Platform Operations Runbook

Operational reference for the ShackleAI platform. Covers VPS access, Docker service management, PostgreSQL, Redis, Caddy, CI/CD deploy and rollback, and emergency procedures. All commands assume a single-VPS deployment on Ubuntu 24.04.

Security note: Replace all placeholder values (YOUR_VPS_IP, path/to/key.pem) with your actual credentials. Never commit credentials to version control.

1. VPS Access & Health Checks

Connect to the VPS over SSH using the PEM key. Always verify system health before making changes.

SSH access

ssh -i "path/to/key.pem" ubuntu@YOUR_VPS_IP

System health

Run these commands after connecting to verify resource availability before a deploy or troubleshooting session.

# System resource usage
htop

# Disk usage
df -h

# Memory usage
free -m

# All running containers
docker ps

# Caddy proxy status
systemctl status caddy

2. Docker Operations

All platform services run as Docker containers managed by Docker Compose.
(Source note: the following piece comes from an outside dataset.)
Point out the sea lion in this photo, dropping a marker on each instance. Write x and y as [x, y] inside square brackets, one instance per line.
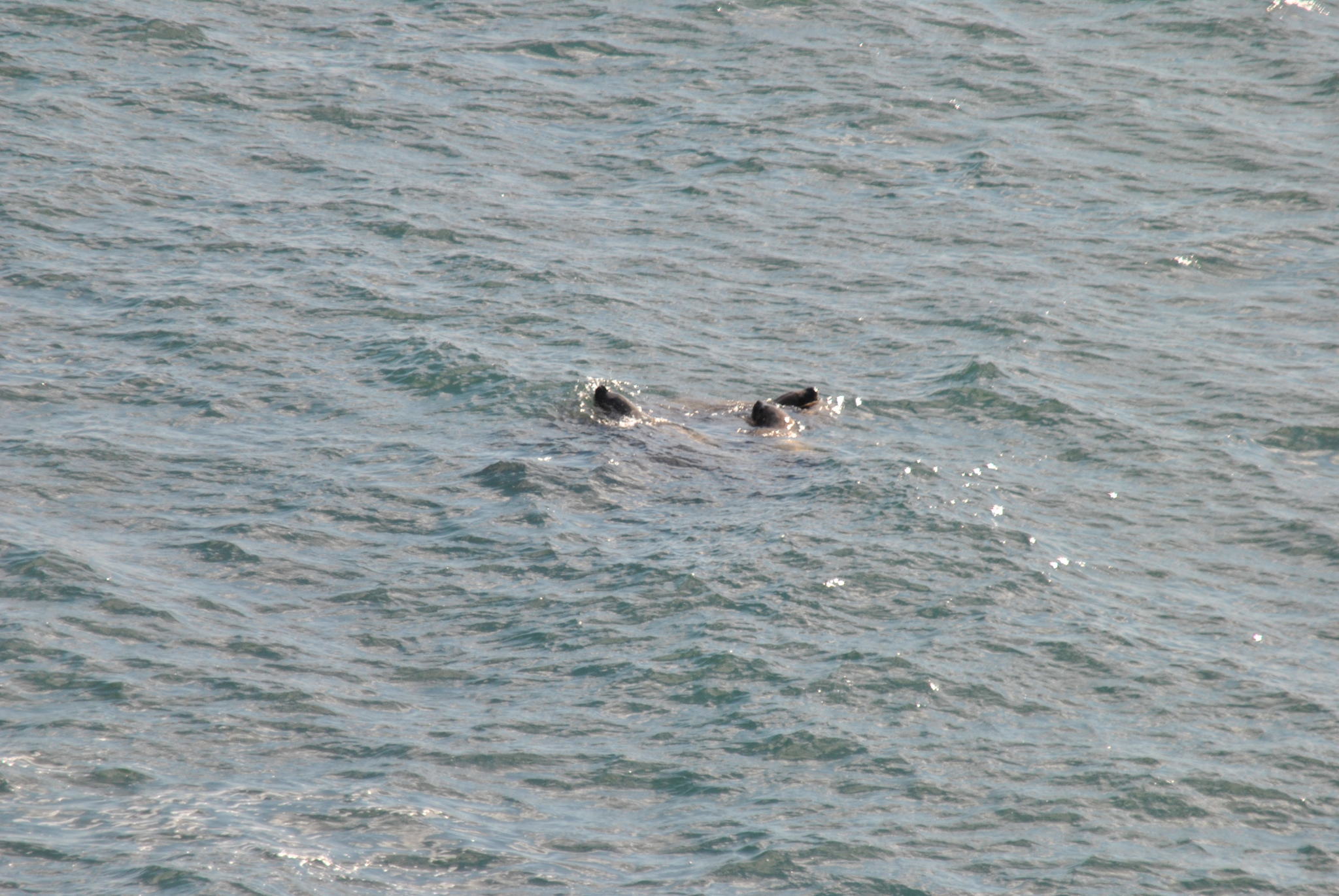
[769, 417]
[800, 398]
[612, 403]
The production compose file is docker-compose.prod.yml.

List all containers

# Show all containers (running and stopped)
docker ps -a

Restart a service

# Restart a specific service
docker compose -f docker-compose.prod.yml restart <service>

# Examples:
docker compose -f docker-compose.prod.yml restart nextjs
docker compose -f docker-compose.prod.yml restart worker

View logs

# Tail 100 lines and follow logs for a container
docker logs --tail 100 -f <container>

# Examples:
docker logs --tail 100 -f shackleai-platform-nextjs-1
docker logs --tail 100 -f shackleai-platform-worker-1

Rebuild and restart all services

# Pull latest image and restart in detached mode
docker compose -f docker-compose.prod.yml up -d --build

Prune unused resources

Warning: This command removes ALL stopped containers, unused images, networks, and volumes. Only run during a planned maintenance window. Take a database backup first.
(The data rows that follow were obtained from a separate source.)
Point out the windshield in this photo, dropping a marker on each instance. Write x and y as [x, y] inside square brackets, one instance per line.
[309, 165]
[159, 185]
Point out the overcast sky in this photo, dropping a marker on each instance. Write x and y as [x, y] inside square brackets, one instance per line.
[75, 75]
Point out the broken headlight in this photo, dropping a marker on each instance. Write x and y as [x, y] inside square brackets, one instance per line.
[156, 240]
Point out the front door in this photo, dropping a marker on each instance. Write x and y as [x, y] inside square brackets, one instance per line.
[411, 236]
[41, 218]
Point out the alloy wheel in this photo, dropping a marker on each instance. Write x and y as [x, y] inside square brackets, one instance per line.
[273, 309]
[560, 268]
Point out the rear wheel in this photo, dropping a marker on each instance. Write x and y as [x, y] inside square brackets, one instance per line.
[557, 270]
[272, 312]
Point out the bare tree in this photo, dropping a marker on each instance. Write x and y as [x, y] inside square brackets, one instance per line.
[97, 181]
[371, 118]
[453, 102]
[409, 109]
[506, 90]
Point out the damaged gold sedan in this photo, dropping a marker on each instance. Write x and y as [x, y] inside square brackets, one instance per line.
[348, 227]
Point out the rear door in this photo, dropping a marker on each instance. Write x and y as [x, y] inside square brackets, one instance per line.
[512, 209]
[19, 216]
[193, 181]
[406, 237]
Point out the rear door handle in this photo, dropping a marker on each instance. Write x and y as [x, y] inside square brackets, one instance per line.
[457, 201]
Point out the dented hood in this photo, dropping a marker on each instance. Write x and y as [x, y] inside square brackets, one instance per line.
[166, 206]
# WARNING: This removes ALL stopped containers, dangling images,
# unused networks, and volumes. Only run during maintenance.
docker system prune -af --volumes

3. PostgreSQL Management

PostgreSQL 16 with pgvector runs in the shackleai-platform-postgres-1 container. Database name: shackleai_platform.

Connect to the database

docker exec -it shackleai-platform-postgres-1 \
  psql -U shackleai -d shackleai_platform

Common operational queries

-- Total registered users
SELECT COUNT(*) FROM users;

-- Active subscriptions by tier
SELECT tier, COUNT(*) FROM subscriptions
WHERE status = 'active'
GROUP BY tier;

-- Recent API key usage (last 24 hours)
SELECT COUNT(*) FROM api_calls
WHERE created_at > NOW() - INTERVAL '24 hours';

-- Check pending migrations
SELECT name, applied_at FROM _migrations
ORDER BY applied_at DESC LIMIT 10;

Backup

Run backups before any schema migration or infrastructure change. Store the output file securely off-VPS.

# Dump the database to a local file
docker exec shackleai-platform-postgres-1 \
  pg_dump -U shackleai shackleai_platform > backup_$(date +%Y%m%d_%H%M%S).sql

Restore

Warning: Restore will overwrite existing data. Ensure the target database is in a known state before running this command.

# Restore from a backup file
docker exec -i shackleai-platform-postgres-1 \
  psql -U shackleai -d shackleai_platform < backup.sql

Check migration status

# Check migration status from VPS
for f in src/migrations/*.sql; do
  name=$(basename $f)
  exists=$(docker exec shackleai-platform-postgres-1 \
    psql -U shackleai -d shackleai_platform -t \
    -c "SELECT 1 FROM _migrations WHERE name='$name'" | tr -d ' ')
  echo "$name: $([ "$exists" = "1" ] && echo applied || echo PENDING)"
done

4. Redis Operations

Redis 7 runs in the shackleai-platform-redis-1 container. The platform uses DB index 3 for session and cache data.

Connect to Redis CLI

# Connect to Redis on DB index 3 (ShackleAI platform DB)
docker exec -it shackleai-platform-redis-1 redis-cli -n 3

Inspect keys and memory

# List all keys in current DB
KEYS *

# Check a specific key's value
GET <key>

# Check memory usage
INFO memory

# Monitor live commands (press Ctrl+C to stop)
MONITOR

Flush the platform cache

Caution: FLUSHDB removes all keys in the selected DB index. Sessions will be invalidated and users will be logged out. Use only when necessary (e.g., cache poisoning, stale data incident).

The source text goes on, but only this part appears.